Trans fats are found in most commercially available fried and baked foods. Cakes, frozen pizzas, tortilla chips, cookies, crackers, coffee creamers and margarine all contain these fats. The amount or percentage of trans fat in a particular packaged food can be determined by reading the nutrition facts table. Trans fats can also be checked by referring to the ingredient list and looking for ingredients known as partially hydrogenated oils.
How to Avoid Them
It can be tricky to avoid trans fats altogether.
In the United States, manufacturers are allowed to label their products “trans fat free” as long as they contain less than 0.5 grams of trans fat per serving.
Apparently, a few “trans fat free” cookies can quickly add up to harmful amounts.
To avoid these fats, it is important to read labels carefully. Do not eat foods that have any partially hydrogenated items on the ingredient list.

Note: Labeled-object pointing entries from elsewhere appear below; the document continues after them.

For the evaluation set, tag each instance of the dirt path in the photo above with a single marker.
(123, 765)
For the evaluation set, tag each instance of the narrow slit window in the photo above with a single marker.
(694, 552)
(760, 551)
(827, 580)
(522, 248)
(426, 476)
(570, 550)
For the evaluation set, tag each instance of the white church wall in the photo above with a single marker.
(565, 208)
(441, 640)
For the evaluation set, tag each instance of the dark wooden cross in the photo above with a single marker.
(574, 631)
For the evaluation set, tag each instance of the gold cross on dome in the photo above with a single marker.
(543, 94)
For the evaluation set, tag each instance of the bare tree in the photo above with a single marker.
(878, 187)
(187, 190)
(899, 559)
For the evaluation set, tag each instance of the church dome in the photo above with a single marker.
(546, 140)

Also, reading labels is not always in-depth enough. Some processed foods, such as regular vegetable oils, contain trans fats that are not indicated on the label or ingredient list.
A U.S. study of store-bought soybean and canola oils found that 0.56-4.2% of the fat was trans fat – with no indication on the package.
So, the best thing you can do is reduce the amount of processed foods in your diet.
Trans fats are a form of unsaturated fat that occur naturally in dairy and meat products, but are also made industrially for use in processed, packaged foods.
There are many health risks associated with these fats, including increased LDL cholesterol levels, decreased HDL cholesterol, greater risk of heart disease, greater risk of obesity and increased risk of diabetes.
In 2015, the U.S. Food and Drug Administration announced that industrial trans fats would be banned from use in food starting in 2018. WHO has set guidelines to eliminate them globally by 2023 in an effort to save millions of lives.